It’s tempting to assume that the subtlety and nuance of pianist Fred Hersch’s Begin Again stem from the arrangements by Vince Mendoza and performances by German accompanists the WDR Big Band. Both are, after all, Grammy winners. But while the orchestrations and conducting of Mendoza and playing by the ensemble are vital, it’s Hersch’s unique use of space, and pace, that most fuel the disc.

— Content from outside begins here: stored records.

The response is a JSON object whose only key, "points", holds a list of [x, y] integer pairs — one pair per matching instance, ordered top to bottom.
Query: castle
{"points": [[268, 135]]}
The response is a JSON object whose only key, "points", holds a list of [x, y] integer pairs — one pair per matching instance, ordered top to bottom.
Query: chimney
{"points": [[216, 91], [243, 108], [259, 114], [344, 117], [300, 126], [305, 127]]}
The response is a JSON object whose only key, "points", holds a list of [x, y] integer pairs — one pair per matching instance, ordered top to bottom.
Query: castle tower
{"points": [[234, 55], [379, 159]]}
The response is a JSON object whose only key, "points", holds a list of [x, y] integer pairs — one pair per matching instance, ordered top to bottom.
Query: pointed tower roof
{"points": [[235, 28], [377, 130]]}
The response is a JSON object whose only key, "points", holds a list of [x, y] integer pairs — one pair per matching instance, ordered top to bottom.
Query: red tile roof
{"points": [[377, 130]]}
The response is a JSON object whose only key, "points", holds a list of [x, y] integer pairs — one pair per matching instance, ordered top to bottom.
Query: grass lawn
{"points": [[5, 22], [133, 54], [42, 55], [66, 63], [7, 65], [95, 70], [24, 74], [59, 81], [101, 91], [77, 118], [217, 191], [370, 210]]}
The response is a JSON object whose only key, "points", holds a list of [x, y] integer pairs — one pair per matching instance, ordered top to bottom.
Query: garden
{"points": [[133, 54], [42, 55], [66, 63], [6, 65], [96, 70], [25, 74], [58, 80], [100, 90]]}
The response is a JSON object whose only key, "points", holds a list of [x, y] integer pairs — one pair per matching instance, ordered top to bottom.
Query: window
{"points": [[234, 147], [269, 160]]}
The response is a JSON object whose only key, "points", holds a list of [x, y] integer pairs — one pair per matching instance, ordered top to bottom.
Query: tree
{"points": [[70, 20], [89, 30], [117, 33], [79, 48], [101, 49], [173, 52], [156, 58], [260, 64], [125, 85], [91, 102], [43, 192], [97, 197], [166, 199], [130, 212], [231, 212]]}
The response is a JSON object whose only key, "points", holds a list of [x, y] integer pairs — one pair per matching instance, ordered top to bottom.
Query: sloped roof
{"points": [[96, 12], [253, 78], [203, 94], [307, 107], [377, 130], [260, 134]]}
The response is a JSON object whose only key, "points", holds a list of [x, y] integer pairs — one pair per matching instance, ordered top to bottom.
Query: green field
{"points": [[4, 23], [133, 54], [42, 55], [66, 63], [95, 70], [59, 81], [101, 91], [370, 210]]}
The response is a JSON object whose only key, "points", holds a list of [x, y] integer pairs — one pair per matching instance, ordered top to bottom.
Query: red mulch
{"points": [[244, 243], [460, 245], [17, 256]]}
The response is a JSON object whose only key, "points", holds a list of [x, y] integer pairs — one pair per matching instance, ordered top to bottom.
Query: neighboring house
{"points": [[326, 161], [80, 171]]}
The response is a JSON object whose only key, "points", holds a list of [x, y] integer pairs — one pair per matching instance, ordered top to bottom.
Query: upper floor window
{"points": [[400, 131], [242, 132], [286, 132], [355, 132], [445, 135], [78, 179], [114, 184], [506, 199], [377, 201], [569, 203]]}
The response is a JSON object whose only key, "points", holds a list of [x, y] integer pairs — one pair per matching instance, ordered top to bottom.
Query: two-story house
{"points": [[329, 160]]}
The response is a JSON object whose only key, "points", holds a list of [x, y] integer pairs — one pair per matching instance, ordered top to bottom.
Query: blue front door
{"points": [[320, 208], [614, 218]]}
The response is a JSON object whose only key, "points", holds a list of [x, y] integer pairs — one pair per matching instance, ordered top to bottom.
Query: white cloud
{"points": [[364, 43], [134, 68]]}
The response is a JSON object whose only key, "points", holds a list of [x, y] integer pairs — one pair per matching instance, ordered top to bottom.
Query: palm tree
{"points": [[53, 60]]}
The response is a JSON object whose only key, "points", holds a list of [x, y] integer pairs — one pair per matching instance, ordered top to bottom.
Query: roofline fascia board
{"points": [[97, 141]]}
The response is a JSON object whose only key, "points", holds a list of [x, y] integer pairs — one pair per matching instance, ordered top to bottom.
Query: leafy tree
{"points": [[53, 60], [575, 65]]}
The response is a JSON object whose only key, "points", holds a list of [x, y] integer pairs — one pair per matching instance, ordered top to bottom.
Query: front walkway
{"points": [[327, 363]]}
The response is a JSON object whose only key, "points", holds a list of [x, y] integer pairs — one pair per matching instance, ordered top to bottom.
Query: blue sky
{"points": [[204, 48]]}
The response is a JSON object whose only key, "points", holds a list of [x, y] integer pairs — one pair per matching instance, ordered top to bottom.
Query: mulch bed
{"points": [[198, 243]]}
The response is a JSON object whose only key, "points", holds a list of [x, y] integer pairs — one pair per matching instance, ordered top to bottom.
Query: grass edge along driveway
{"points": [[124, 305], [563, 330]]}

If you were to listen without knowing about it beforehand, you’d probably never guess which musician was the bandleader. Such is Hersch’s unique captaincy amid a sea of jazz pianists since starting his solo recording career more than 35 years ago (making the fact that he’s been nominated for 14 Grammys, but never won, more of a curiosity). Begin Again mostly features reworkings from Hersch’s existing catalog, but the opening title track is the fresh exception. The pianist doesn’t solo until after alto saxophonist Johan Horlen, instead punctuating the lush harmonies of the 13 horn players and accenting the shifting meters of bassist John Goldsby and drummer Hans Dekker.

“Havana,” from Hersch’s 2012 trio release Alive at the Vanguard, features a jubilant reworking by Mendoza that includes a rousing solo by tenor saxophonist Paul Heller. Other highlights include the eerie-yet-beautiful “Out Someplace (Blues for Matthew Shepard),” which instrumentally imagines the final hours of the man whose 1998 murder in Wyoming helped lead to groundbreaking hate-crime legislation, and the percolating “Forward Motion,” which spotlights trumpeter Ruud Breuls and trombonist Andy Hunter. The album’s closer, “The Orb”—from Hersch’s otherworldly 2011 DVD My Coma Dreams—offers a slice of the pianist’s recollections from a two-month-long coma caused by pneumonia, and recovery with the help of his tireless domestic partner Scott Morgan, at the point where Hersch’s life truly did begin again.